Anyway, that’s how I got the job writing the Astroboy screenplay.  (That movie, the reader will surely be aware, didn’t get made.  Such is life.)

The Matrix has a wonderful, daring, innovative screenplay, a killer hook and a terrific metaphor.  (It also has probably the best tag-line I’ve ever heard in a movie trailer: Lawrence Fishburne intoning “Unfortunately, I cannot tell you what the Matrix is; you have to experience it for yourself.”) 

Neo is convinced that something is not right with this world.  That “something not right” turns out to be (spoiler alert) that the world we know is actually a vast computer simulation, created in order to distract us from the fact that we are actually living in tubs of pink goo and powering the machines that actually rule the world.

That’s the killer hook.  And you know what?  I’m going to bet that it turns out that, in reality, the world we know is not actually a vast computer simulation, and that we do not actually live in tubs of pink goo.  The Matrix, then, is the metaphor.

A metaphor for what?  Well, you know, the corporate machine, that all-consuming, media-driven monster that has us surrounded, gets us from every possible angle and keeps us so amused, confused and abused that we willingly give our lives to it.  That thing.  How shall we behave in this world?  How can we balance our desire to be free with our need to be a part of the world?  Can we “free our minds” from this pervasive corporate monster?  What happens if we “unplug” from the world?  What would we find “out there?”  Will we be happier?  These are the real, everyday, pertinent questions The Matrix had to offer its audience.

(This is the same metaphor used in the Alien movies, the corporate culture that would rather invite a rapacious, heartless monster intothe world rather than pass up an opportunity for profit.)

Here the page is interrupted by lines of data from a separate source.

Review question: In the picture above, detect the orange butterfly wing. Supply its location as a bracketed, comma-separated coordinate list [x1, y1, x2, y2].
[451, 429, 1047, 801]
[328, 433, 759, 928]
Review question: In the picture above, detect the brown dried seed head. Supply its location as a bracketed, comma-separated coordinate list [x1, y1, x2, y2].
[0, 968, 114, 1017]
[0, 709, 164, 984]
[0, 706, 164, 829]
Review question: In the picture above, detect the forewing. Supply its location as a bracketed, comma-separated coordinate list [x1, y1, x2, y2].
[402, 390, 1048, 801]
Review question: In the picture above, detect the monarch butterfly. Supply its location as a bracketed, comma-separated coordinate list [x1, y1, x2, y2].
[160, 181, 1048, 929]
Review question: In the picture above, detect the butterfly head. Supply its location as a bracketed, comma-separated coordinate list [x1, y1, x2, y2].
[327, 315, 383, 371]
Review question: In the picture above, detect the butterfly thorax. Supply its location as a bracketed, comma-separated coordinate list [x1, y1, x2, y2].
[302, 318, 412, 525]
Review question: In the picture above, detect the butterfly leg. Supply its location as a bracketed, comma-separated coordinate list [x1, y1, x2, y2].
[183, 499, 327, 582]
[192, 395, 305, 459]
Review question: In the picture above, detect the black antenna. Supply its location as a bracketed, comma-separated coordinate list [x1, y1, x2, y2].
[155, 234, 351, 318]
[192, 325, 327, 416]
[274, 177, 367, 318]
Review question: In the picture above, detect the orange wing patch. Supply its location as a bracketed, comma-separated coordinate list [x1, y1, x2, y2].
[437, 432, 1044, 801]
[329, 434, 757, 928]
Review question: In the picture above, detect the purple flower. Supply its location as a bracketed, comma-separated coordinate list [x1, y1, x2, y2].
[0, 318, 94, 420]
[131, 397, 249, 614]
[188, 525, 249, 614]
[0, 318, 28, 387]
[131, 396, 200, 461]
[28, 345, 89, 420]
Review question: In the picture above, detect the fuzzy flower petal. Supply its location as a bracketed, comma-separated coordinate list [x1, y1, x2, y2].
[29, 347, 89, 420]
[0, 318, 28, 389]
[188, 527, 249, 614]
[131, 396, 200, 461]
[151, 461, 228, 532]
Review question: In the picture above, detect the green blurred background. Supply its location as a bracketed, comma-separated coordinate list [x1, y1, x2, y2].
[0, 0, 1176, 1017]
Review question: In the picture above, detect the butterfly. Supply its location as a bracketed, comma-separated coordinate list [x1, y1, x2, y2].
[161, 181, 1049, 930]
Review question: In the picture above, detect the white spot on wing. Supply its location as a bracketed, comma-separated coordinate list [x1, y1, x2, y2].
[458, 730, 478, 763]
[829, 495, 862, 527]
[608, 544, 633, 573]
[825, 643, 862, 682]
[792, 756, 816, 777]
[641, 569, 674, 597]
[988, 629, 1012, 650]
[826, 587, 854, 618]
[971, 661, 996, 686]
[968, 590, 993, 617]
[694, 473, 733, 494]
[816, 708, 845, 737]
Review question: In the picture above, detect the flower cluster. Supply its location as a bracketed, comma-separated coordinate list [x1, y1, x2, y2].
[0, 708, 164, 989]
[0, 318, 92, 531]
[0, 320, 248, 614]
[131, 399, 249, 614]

The good folks who made The Matrix, unsurprisingly, found themselves with a substantial hit on their hands and decided to make two more movies based in the same world back to back.  Why not?  The world created in The Matrix is fascinating and well-worth the time spent investigating it.  The Matrix Reloaded and The Matrix Revolutions, while not as fluid dramatically as the first movie, are still visually stunning and philosophically complex.  The action sequences are nothing less than stupefying and the dense intellectual underpinnings are, well, they’re dense enough that this viewer has had to watch the movies three times in order to begin to grasp just what the hell some of the characters are talking about.

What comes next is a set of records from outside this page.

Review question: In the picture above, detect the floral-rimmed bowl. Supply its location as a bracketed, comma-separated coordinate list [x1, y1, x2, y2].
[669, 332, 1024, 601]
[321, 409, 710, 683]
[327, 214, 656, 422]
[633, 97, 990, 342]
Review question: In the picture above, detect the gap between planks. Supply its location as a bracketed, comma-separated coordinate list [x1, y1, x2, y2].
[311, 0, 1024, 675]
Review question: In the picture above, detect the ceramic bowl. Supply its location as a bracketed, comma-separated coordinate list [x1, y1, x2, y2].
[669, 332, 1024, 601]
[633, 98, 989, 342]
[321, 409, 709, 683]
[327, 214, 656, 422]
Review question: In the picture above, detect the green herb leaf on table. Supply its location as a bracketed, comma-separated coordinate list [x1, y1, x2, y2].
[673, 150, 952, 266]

And there’s where I think the problem lies, why the second two movies fail to engage on the same level as the first.  The second two movies take place in a world so fascinating that the fimmakers decided to abandon their metaphor, and make a movie about the imaginary world.  Or rather, the filmmakers’ ambitions are so vast that they decided (or planned all along) to expand their metaphor of late-corporate media culture to include philosophical notions of the nature of human life so vast and complex that they appear to be all-but opaque, and certainly uncinematic.  To get around this problem, they include action sequences of mind-boggling immensity and plot twists startling in their ordinariness (the bumbling recruit who saves the day, the hot-shot pilot who bucks staggering odds to get her ship to dock, the Mexican standoff with the effete, sneering Frenchman).  The action sequences demand to be seen again and again, and in between one can begin to make sense of long, motionless scenes about “systemic anomalies.”

This is the same problem I have with Dune or Lord of the Rings — I can’t locate the metaphor in these works.  I know other people, many other people apparently, do not have this problem.  But as for me, I’m not interested in the vast complexity of an imaginary world, I’m interested in this world.  I attend a drama so that I might better understand how to live my life; what do the second two Matrix movies offer in this regard?